Driving Brick and Mortar Sales with Big Data!
Edward McLeod |
Amazon is a beast! They and other online retailers are digging deeply into your brick and mortar (B&M) sales. Most stores cannot survive if they lose 25% of their gross revenues. Per an April 15, 2017 New York Times article , American B&M retail sales are at a tipping point. 89K general merchandise jobs have been lost since October, 2016 ... more than the entire US coal industry! With approximately 1 in 10 Americans working in retail, B&M’s future looks bleak.
Your B&M business is struggling … what can you do? How can you provide B&M shoppers with an exceptional, Amazon-like experience? It’s a daunting task. It can be solved, but it requires cross-manufacturer and retailer collaboration.
The B&M solution builds upon the GS1 standard I co-chaired to drive packaging label standards in 2012. It leverages the label content communication standard and key marketing information to consumers at the point of purchase (PoP). You may even be participating in GS1’s current US Mobile Scan efforts. Pushing content to shoppers is necessary, but not sufficient.
What if …
· You knew when your shoppers were in the store?
· You could deliver product benefits, reviews, and other content to their mobile devices?
· You could alert them to nutritional facts or ingredients to which they had allergies?
· You knew shopper preferences and could personalize marketing messages?

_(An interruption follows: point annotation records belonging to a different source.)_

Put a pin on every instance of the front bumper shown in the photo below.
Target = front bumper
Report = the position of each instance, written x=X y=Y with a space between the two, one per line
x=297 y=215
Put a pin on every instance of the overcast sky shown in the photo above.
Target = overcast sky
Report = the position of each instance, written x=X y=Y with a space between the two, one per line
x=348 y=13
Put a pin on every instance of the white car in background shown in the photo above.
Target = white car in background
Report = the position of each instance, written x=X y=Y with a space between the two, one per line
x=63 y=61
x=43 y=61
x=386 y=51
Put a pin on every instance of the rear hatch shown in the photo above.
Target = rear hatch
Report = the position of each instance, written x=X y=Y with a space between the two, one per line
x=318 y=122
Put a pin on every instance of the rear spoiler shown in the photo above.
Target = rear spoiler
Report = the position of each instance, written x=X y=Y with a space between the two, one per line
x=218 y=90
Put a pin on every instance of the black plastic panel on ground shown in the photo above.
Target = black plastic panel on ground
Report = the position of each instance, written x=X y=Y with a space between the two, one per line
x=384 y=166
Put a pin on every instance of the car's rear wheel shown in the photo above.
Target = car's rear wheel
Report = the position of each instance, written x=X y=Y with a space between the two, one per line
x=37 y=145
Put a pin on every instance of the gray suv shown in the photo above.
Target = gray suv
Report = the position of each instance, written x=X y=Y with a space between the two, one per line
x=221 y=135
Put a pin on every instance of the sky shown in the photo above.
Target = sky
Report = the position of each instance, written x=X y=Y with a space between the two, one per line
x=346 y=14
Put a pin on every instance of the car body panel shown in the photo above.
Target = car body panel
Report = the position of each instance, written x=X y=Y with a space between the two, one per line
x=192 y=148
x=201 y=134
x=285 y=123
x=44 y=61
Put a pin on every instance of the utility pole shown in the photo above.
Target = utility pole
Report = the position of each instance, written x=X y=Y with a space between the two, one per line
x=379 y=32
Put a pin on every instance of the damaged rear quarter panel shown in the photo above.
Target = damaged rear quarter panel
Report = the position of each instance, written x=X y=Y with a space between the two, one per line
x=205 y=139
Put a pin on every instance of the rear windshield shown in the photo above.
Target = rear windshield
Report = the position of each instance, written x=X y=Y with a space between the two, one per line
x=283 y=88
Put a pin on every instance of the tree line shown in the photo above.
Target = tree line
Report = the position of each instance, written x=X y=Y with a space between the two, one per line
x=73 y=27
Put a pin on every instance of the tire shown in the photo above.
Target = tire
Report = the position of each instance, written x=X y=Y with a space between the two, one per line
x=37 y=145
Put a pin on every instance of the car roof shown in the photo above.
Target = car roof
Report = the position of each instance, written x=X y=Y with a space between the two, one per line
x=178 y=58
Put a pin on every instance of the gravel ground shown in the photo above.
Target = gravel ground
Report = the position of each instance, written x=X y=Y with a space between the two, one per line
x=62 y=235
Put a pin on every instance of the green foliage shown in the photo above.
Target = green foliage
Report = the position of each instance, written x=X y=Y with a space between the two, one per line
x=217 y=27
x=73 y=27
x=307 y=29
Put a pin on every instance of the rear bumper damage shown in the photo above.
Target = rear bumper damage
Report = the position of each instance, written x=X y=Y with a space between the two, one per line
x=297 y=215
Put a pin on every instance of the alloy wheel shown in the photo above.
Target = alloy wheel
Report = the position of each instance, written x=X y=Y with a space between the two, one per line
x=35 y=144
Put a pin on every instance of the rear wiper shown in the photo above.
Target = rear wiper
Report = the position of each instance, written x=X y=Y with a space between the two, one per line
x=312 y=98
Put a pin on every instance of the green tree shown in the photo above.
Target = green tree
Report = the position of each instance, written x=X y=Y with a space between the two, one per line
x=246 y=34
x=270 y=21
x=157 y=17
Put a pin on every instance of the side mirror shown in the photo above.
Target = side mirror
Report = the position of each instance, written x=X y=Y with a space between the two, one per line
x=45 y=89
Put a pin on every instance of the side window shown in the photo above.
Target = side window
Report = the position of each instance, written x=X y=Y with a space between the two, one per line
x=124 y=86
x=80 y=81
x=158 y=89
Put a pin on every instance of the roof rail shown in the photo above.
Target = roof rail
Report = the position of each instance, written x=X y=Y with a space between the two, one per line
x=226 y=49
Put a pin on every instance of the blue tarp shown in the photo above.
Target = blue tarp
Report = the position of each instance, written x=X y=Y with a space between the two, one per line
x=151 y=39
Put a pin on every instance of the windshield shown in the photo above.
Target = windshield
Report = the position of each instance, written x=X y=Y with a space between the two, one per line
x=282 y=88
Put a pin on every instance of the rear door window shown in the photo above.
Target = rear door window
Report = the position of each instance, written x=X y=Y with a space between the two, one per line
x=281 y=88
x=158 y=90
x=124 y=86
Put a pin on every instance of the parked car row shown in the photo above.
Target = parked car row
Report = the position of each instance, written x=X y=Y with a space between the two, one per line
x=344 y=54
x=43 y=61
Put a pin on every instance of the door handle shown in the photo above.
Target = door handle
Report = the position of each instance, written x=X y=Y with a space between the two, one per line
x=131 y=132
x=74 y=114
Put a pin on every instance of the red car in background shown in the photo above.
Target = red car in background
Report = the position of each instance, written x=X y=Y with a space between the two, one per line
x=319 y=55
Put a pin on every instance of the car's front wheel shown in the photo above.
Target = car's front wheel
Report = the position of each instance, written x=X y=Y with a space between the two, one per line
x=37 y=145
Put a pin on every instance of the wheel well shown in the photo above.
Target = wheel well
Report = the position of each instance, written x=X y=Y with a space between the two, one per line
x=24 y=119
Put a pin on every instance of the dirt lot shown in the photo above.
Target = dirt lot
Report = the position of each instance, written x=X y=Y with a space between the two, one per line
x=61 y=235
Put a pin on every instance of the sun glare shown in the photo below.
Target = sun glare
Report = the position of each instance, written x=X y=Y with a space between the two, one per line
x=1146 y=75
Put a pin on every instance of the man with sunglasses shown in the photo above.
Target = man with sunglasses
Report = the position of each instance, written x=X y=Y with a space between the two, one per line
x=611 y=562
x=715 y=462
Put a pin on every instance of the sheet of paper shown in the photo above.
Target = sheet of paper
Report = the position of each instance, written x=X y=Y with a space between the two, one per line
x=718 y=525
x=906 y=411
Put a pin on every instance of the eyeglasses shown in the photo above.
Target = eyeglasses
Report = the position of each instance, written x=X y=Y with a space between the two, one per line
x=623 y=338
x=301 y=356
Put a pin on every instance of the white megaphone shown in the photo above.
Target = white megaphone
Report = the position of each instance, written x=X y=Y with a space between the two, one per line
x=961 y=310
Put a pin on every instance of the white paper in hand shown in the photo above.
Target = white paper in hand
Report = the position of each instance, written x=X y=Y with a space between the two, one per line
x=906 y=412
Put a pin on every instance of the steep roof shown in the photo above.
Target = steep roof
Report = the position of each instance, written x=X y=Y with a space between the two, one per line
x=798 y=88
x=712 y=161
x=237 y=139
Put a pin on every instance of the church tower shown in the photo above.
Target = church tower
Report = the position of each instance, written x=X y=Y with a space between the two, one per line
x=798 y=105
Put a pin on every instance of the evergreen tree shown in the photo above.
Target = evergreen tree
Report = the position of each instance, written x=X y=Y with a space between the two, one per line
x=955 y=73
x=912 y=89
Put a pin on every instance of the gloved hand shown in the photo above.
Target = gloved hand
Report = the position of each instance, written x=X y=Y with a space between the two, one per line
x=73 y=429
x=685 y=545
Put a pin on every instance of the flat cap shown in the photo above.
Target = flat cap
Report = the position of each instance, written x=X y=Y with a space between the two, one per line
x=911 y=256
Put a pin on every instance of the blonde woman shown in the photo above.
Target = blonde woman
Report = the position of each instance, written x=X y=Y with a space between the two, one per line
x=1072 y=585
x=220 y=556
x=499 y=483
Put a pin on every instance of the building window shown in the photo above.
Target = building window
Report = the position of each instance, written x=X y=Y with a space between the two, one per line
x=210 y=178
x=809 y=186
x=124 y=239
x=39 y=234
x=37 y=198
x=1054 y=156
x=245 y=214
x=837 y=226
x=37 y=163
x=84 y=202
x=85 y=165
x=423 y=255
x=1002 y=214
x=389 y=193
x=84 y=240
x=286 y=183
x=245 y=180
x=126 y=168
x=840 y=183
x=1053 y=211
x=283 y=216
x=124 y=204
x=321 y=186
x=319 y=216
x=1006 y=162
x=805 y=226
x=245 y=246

· You could offer coupons or loyalty points when they were looking at your products?
· You could suggest additional purchases in real-time?
· You could verify your PoP materials were deployed in every store?
· You could assess promotional effectiveness based on demographics?
· And what if a single solution worked across every retailer?
This is the promise of Big Data and communicating with shoppers at the PoP! This sounds great, but how can you deliver against this objective? The good news is the required technology exists today, but there are go-to-market issues.
Communicating with shoppers at the PoP works like this:
1) The shopper scans product GTINs with our mobile app. The app includes their personal preferences to return the information that is most meaningful to them.
2) The app looks up the product information.
3) Based on the product scanned and the shopper’s preferences, personalized marketing messages are delivered to the shopper.
4) The Magic Moment! The shopper receives data that is meaningful to them to assist their purchasing decisions.
5) Creation of the Mother Lode! The shopper’s scans record who scanned which products, at what location, and when they did it!
6) Manufacturers and retailers integrate the shopper actions with their POS data to quantify the sales lift versus history.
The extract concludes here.